Many people turn to books for help, so we decided to go back and review three of the most popular finance books of the last 15 years: Suze Ormans The Nine Steps to Financial Freedom (Currency, $16.99); Dave Ramseys The Total Money Makeover (Nelson Books, $26.99); and Robert T. Kiyosakis Rich Dad, Poor Dad (Plata Publishing, $8.99).
They all have something worthwhile to offer, but after rereading them, I found that all had a glaring omission: a lack of substantive advice on investing. You will have to go elsewhere for an in-depth discussion of how to set up a portfolio and choose among stocks, bonds, exchange-traded funds or mutual funds.
What all three books do emphasize is the need to buttress your finances by doing such things as reducing debt and expenses. And they share a constant refrain: You are ultimately responsible for your own financial success.
The authors have different takes on how to succeed, though. Ms. Orman says trust your instincts. Mr. Ramsey says relentlessly eliminate every last shred of debt. And Mr. Kiyosaki says emulate the rich, who have figured out how to have money work for them.
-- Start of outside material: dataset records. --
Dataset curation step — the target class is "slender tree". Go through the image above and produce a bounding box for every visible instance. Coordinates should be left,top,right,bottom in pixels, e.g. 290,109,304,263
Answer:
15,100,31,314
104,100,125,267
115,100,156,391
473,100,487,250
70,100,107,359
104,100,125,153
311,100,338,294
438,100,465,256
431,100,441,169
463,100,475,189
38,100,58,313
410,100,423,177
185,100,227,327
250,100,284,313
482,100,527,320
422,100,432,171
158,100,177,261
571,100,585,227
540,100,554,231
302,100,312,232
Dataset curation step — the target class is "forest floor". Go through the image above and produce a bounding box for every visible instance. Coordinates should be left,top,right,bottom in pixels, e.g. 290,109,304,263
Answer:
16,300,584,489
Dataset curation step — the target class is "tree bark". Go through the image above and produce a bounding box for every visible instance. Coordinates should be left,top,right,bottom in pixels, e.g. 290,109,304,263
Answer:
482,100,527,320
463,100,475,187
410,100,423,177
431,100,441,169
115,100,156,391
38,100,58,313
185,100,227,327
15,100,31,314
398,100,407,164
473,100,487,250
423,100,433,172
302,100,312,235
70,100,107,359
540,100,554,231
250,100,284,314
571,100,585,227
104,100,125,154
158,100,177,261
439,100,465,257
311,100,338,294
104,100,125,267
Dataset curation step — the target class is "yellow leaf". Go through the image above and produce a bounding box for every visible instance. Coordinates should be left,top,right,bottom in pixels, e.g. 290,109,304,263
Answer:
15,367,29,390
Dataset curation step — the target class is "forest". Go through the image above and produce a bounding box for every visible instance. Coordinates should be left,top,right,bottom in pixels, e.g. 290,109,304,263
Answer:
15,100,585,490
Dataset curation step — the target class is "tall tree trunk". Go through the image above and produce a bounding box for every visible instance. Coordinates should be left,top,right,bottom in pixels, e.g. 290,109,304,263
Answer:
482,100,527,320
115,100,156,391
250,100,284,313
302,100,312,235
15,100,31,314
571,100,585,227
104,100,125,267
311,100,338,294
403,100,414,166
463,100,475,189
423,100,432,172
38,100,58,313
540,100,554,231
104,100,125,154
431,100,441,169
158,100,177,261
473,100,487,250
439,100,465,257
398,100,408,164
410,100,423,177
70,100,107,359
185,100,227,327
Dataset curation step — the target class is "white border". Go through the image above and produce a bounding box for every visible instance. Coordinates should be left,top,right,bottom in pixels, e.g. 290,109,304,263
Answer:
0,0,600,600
Oddly, for books centered on bolstering wealth, all three advocate contributing to charity. They say this is the right thing to do in itself, but they also say its worth doing on a spiritual level: The more you share with the universe, they contend, the more the universe will share with you.
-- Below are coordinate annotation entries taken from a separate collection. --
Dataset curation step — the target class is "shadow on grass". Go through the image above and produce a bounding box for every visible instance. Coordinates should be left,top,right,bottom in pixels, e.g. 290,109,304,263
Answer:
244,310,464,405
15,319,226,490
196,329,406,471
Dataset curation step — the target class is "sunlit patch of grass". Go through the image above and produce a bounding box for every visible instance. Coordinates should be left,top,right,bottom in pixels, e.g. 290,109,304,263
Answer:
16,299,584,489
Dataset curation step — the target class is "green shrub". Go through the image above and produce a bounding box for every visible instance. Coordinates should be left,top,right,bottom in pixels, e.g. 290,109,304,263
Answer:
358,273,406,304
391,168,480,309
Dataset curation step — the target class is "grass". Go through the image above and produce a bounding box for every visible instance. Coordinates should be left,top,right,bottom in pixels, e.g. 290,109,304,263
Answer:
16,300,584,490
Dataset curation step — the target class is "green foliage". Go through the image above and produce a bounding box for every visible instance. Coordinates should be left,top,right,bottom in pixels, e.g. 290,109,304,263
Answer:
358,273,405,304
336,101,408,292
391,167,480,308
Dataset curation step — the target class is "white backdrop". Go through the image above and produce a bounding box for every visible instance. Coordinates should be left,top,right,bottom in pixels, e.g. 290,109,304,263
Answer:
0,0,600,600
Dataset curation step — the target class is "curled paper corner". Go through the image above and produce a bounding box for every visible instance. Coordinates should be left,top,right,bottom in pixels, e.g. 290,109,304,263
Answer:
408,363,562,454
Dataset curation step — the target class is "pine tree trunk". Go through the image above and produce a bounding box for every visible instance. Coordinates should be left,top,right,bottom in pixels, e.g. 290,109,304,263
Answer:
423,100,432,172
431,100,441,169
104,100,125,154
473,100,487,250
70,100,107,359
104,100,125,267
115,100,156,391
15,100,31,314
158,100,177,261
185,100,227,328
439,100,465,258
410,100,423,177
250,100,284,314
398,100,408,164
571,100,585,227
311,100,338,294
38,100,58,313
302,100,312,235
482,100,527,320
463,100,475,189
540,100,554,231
Why have the books been so popular? The spiritual content may account for some of it. But the powerful media presence of all three authors has certainly helped.
Ms. Orman had a show on CNBC for more than a decade and now makes corporate speeches on personal finance. Mr. Ramsey has a syndicated radio show, and Mr. Kiyosaki appears frequently on television and conducts seminars.
As for quality, Ms. Ormans book is the best of the three for standard financial issues, though each has an undeniable appeal.
The good things about Ms. Ormans book start with her ability to reduce financial planning to its basics, and with her sensible suggestions on how to reach your personal goals.
Unrealistic budget cuts, like unrealistic diets, never work, she writes. Pare back modestly here and there, she says, rather than try to make big trims. And Ms. Orman emphasizes often-overlooked aspects of adult life like writing a proper will and appointing someone who will be able make health care decisions for you, in case, at some point, you cant.
While she doesnt offer detailed financial advice here, Ms. Orman, a former stockbroker, does recommend that you own index funds and diversify your holdings.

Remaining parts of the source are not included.